Cracking the whip on ‘wilful defaulters’, market regulator SEBI has decided to ban them from raising public funds through stocks and bonds as also from taking board positions on listed companies.
The measures assume significance in the wake of a raging controversy over business tycoon Vijay Mallya, who has left the country amid continuing efforts by banks to recover dues totalling over ₹9,000 crore of unpaid loans and interest.
The Modi-led Government had come under fire in Parliament last week for failing to prevent Mallya’s departure.
Though the SEBI action came a bit too late, it was widely welcomed by bankers given that the banking sector and securities market are integrated segments of the financial system.
“What SEBI has done is to say that we don't want anyone who has been labelled as wilful defaulter by the banking regulator or banks to enter the capital market. This is a welcome step and should have been done few years back,” V Kannan, former Chairman and Managing Director, Vijaya Bank, told BusinessLine .
After a board meeting here on Saturday, SEBI Chairman UK Sinha, while refusing to be drawn into any particular individual wilful defaulter case, said the new rules are likely to be notified within a few weeks.
“If somebody is proven as wilful defaulter by the RBI or its finding or its orders, then it is very risky to allow that person or company to raise money from retail persons in the market. So they will be debarred from raising money from market,” Sinha told reporters.
Date of disqualification Sinha also clarified that everybody who has been declared ‘wilful defaulter’ as on the date the SEBI regulations get notified will stand disqualified for holding director positions in all listed companies. He was replying to a query on whether the new SEBI restrictions on ‘wilful defaulters’ would take a prospective or retrospective effect.
Sinha also said that such persons will also be declared “not fit and proper” under various ‘intermediary’ regulations, which means the person cannot be involved in launch of a mutual fund or be a broker or debenture trustee in the future.
The only exception that SEBI has made is in the case of a company or its promoter or its director categorised as wilful defaulter, and there is a takeover offer in respect of the listed company.
In such situations, they may be allowed to make competing offer for the said listed company under takeover code, Sinha added.
“We want to ensure that regulations on wilful defaulters do not lead to distress sale of companies.
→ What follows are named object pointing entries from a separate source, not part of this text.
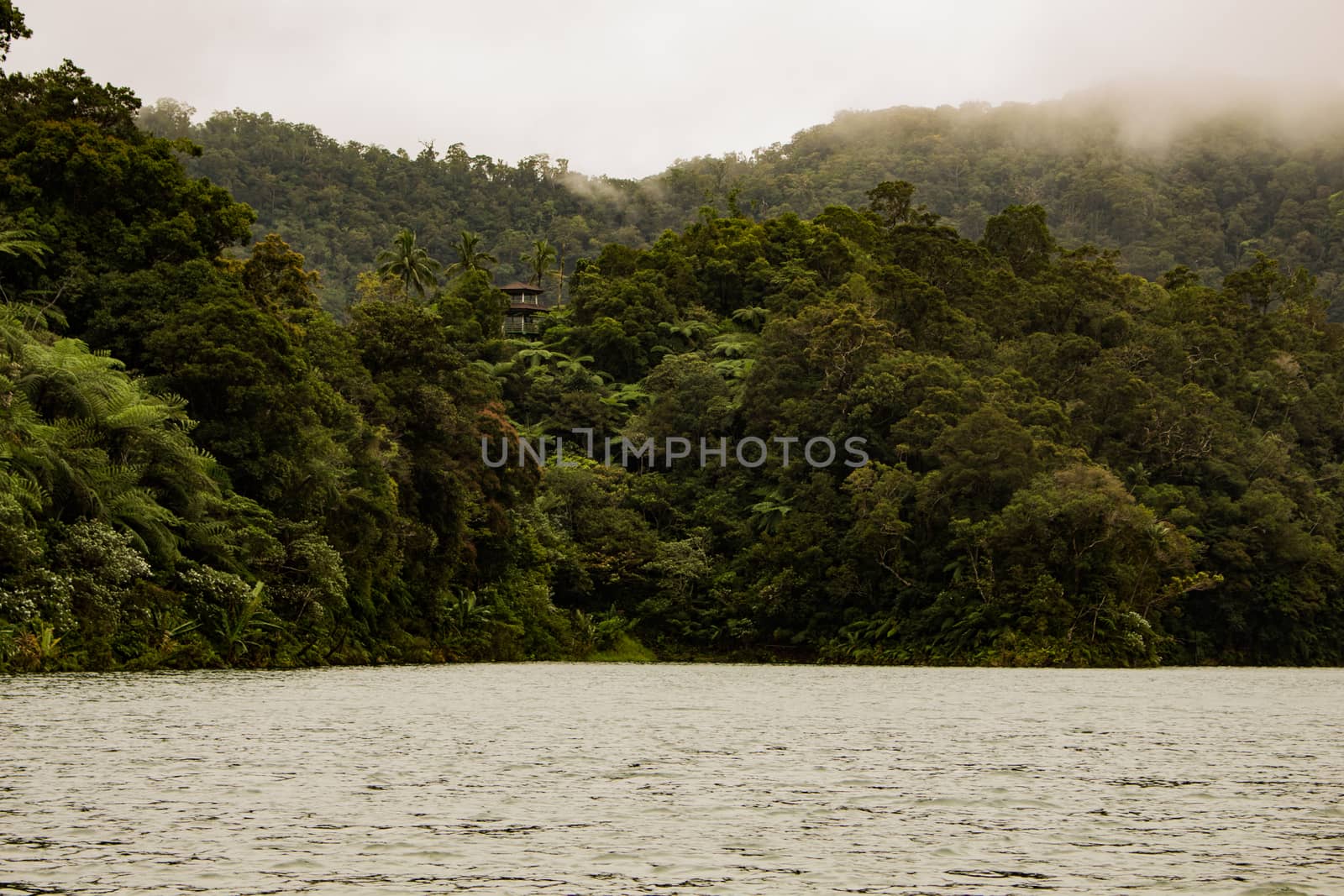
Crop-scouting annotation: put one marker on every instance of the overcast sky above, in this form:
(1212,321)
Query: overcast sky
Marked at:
(624,87)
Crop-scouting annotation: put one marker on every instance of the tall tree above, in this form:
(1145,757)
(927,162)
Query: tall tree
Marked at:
(410,264)
(470,255)
(539,261)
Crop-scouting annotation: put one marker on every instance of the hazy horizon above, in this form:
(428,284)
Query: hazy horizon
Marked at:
(625,92)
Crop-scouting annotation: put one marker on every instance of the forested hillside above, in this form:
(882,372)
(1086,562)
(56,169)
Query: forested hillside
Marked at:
(1070,465)
(1205,186)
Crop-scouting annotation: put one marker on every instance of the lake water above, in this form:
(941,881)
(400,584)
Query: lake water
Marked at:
(674,779)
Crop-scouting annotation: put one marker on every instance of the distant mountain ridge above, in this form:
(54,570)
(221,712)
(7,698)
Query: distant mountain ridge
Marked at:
(1166,183)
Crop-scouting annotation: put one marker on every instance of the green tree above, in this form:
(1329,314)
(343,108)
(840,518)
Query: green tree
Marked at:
(410,264)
The idea is to debar them from raising fresh money,” he said.
Expert take
Abizer Diwanji, Partner & National Leader – Financial Services, EY said that the strictures on wilful defaulters, though conceptually correct have serious limitations.
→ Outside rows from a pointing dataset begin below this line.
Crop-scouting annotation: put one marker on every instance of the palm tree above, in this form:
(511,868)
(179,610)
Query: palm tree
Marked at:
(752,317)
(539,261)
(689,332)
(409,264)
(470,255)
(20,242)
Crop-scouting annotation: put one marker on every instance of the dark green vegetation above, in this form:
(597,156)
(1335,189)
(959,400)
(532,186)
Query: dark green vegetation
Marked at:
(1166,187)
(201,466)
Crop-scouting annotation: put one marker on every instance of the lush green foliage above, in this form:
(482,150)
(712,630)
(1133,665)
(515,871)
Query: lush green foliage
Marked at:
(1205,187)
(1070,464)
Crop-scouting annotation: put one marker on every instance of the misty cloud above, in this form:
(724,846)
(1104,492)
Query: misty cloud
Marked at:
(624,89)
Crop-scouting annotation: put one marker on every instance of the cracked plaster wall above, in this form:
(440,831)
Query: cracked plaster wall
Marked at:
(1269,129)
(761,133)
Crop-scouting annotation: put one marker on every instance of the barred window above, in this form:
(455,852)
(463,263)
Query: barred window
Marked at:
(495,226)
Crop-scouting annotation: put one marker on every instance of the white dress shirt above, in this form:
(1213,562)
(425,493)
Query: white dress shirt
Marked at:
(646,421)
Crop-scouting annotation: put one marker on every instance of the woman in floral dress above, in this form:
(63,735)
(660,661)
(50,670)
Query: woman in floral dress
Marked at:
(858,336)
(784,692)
"It pre-requisites banks to be judicious in their call on them. RBI guidelines state that diversion of funds by a defaulter classifies as wilful. Given that our bad debt problem has been built over years of successive CDRs and restructurings where additional debt raised for growth was used for interest payments to protect NPAs, pricing diversion is easy not realising that some of these may be conscious", Diwanji said.
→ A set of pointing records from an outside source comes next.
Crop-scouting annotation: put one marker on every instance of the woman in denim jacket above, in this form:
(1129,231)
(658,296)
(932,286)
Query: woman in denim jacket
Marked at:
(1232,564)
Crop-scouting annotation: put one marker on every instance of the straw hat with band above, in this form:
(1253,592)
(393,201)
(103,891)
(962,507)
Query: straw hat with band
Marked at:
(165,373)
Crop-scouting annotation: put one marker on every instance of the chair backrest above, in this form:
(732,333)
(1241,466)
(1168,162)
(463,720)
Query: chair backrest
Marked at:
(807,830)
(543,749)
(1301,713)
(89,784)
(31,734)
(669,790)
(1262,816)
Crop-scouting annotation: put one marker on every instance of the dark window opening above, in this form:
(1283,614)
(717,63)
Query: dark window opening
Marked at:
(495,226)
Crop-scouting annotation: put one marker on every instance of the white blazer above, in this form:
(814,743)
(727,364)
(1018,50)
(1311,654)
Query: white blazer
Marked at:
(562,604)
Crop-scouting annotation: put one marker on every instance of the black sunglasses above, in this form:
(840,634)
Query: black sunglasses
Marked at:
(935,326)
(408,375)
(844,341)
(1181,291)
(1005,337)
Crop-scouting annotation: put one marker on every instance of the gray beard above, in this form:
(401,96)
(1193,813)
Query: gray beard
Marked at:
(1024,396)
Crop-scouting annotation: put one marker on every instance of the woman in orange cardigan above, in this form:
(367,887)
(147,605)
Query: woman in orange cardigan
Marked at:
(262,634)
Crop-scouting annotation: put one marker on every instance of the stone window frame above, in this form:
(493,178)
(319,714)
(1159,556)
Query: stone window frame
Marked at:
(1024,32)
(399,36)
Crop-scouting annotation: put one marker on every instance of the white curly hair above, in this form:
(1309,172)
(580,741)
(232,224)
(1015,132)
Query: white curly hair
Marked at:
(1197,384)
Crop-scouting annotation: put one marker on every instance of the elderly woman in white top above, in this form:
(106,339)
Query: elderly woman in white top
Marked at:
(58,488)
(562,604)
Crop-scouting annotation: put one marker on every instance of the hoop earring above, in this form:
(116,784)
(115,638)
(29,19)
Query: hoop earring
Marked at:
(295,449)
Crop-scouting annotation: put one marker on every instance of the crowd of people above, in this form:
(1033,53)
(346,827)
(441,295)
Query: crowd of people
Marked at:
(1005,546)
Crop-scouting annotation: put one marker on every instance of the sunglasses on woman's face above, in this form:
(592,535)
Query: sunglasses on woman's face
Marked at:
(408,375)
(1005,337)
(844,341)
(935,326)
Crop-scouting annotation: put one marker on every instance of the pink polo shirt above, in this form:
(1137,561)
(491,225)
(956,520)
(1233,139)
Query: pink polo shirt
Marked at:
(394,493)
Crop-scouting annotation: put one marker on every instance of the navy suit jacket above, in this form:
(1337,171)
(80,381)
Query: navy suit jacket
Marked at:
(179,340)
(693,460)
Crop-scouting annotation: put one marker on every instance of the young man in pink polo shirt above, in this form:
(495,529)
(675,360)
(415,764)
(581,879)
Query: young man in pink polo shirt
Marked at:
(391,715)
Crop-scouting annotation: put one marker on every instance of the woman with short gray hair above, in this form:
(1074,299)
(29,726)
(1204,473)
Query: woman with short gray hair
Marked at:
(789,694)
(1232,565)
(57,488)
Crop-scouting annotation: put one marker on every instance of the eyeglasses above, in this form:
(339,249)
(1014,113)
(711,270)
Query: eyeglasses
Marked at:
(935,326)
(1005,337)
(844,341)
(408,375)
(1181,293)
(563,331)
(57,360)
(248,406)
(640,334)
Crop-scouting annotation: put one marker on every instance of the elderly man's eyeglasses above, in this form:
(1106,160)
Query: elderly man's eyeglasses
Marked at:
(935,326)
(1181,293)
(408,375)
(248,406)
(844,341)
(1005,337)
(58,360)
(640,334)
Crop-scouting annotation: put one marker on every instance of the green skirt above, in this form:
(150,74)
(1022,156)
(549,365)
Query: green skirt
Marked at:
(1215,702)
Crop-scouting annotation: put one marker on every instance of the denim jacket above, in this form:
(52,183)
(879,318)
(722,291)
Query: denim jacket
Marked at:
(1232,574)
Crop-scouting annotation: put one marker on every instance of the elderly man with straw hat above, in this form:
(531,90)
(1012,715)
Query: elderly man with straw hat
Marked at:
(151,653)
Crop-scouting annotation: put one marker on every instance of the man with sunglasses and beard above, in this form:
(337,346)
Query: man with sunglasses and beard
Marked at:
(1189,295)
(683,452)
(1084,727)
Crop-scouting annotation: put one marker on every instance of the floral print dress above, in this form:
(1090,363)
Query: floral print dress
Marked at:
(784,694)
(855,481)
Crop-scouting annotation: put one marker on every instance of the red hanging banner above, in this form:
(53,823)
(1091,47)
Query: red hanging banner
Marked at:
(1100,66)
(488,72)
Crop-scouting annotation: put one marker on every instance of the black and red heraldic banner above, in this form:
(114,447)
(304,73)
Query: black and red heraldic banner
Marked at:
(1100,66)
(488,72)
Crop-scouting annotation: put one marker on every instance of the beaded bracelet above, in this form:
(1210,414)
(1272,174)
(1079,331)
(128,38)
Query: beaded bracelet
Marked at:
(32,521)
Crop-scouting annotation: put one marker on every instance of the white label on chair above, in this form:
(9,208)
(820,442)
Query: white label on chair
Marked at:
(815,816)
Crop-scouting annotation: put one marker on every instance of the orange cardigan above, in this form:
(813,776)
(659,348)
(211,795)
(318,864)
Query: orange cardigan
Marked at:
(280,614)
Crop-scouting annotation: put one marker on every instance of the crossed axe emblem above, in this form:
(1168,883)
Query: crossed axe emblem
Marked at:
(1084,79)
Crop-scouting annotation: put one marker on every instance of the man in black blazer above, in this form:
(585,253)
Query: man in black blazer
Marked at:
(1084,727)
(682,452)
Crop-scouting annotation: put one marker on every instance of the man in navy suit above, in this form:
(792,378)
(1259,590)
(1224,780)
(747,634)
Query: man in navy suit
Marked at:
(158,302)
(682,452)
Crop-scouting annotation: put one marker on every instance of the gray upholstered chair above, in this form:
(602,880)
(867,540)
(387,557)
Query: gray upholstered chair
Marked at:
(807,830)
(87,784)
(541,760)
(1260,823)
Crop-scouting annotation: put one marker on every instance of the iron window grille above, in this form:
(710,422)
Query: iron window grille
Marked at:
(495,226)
Also, one bank can declare a defaulter wilful when the fact that such diversion was known or not at the time of fund sanction can never be proven. Whilst cornering wilful defaulters is critical, the limitations it could inadvertently impose on asset recoveries needs to be thought through, he said.
It may be more prudent for the RBI to clarify that diversion should relate to funds taken out of the business and not those consumed within the business but for different purposes. This may be more practical, Diwanji said.